Germany fell in love with Unterleuten, and Juli Zeh’s “great German novel” shot to the top of the fiction best-seller lists. It has stayed there, a popular success despite its hefty size. Or, perhaps because of it: it allows space for a dozen edgily characterized players to take the stage alternately—sometimes in first person, mostly as seen by the narrator. They grow familiar as we follow the winding plotlines, a little like a cast in a soap. The set is a village, Unterleuten (“among people”), that hides in among fir-tree forests on the sandy flatlands around Berlin. A backwater but a place where the villagers, like it or not, feel they belong—a “Heimat.” 

This is not a rural feel-good story, however. The author takes no prisoners: Zeh, an ex-UN human rights lawyer as well as a very good writer, is mercilessly observant and well informed, occasionally compassionate, and often witty. Zeh has been engaged in politics (the red-green variety), but here she acerbically dissects what happens to political ideas “at the grassroots level.” The villagers in Unterleuten share generational memories of violations in the name of politics; staying below the radar is part of their way of life. Now, in 2010, a plan for a commercial wind farm is enough to trigger unrest: everyone knows that European Union directives can cause as much trouble as any communist or capitalist articles of faith. Worse, metropolitan Germany is taking an interest: a Bavarian plutocrat is scheming to exploit his chance purchase of 250 local hectares, and middle-class Berliners are chasing nice property deals in their rustic hinterland. 

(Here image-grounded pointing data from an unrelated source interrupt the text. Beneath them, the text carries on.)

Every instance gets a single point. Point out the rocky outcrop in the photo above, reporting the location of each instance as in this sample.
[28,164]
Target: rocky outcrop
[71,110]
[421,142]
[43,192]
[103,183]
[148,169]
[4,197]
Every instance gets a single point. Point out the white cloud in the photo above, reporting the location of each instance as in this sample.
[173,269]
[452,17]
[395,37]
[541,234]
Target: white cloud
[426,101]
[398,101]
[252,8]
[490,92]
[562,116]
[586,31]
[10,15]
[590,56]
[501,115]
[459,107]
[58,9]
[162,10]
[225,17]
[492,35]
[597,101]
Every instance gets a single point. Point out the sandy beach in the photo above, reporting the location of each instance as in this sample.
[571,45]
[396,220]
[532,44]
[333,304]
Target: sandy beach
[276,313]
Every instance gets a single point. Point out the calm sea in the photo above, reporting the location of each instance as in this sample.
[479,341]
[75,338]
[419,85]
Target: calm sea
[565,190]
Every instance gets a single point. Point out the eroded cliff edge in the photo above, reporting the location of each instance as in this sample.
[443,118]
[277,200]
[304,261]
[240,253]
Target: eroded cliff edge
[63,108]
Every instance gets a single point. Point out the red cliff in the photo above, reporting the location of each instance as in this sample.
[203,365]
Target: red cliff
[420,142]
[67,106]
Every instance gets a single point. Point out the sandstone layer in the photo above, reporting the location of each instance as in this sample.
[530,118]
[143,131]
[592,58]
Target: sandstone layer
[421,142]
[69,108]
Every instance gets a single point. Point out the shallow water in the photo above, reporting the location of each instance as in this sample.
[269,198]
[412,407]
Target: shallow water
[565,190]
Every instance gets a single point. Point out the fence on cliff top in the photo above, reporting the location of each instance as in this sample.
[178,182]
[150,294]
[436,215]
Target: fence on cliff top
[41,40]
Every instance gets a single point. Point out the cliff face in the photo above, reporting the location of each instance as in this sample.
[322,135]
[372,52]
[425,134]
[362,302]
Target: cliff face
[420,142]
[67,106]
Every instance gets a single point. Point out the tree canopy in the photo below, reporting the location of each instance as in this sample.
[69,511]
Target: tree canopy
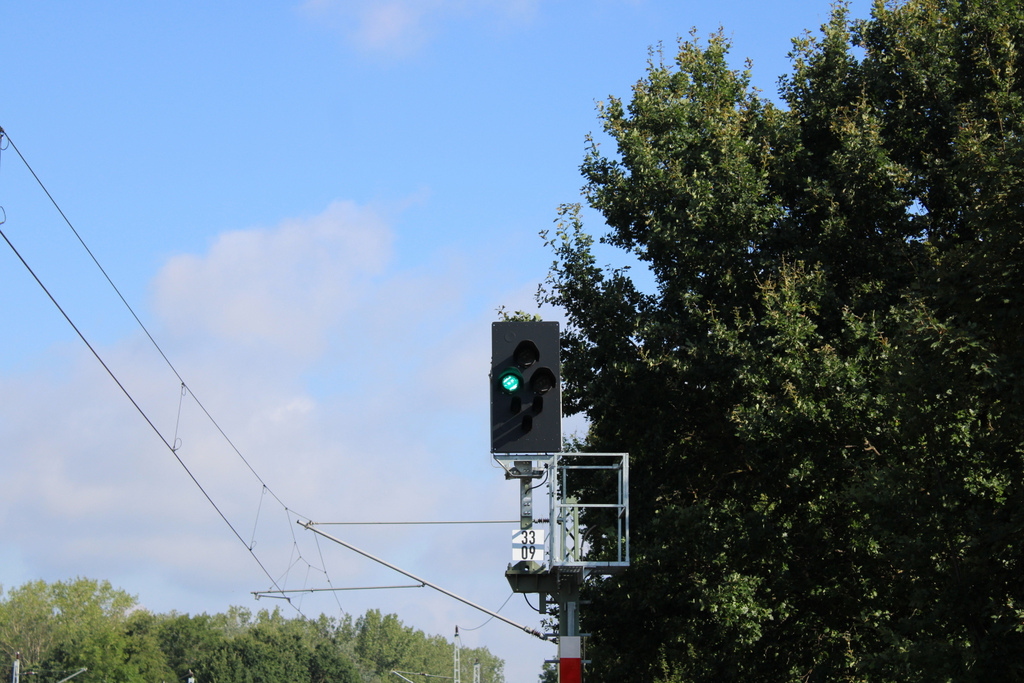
[59,628]
[817,366]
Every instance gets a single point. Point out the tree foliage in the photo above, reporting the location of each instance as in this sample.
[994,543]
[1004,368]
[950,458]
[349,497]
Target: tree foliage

Throughout, fields, meadows, and forests are silent but potent presences. Villagers and incomers alike are driven by a deep-rooted, almost physical need to possess land, to “fence off one’s own piece of the world.” Acquiring ownership justifies the means, and when mendacity and betrayal fail, there is always violence. Brutality surfaces in many forms, from harassment and deliberate cruelty to perverse acts of revenge. Two old men, a successful agribusinessman and a displaced comrade from the one-time DDR farming collective, reengage in past conflicts, and their twenty-year-long feud grows into a prime source of vicious ill feeling. Neither man is a monster but both die, one bitterly disappointed, the other soothed by delusions.   

Zeh handles the plotting as brilliantly as the characterization and adds to the fun of reading by spiking the narrative with aphorisms. Some are mocking quotes from a fictive self-help guru, others reflections by characters, as in “[Linda] is so convinced of an optimal state that even when she gets her way, reality seems deficient.” Unterleuten is analytical, thought-provoking, and a wonderful read.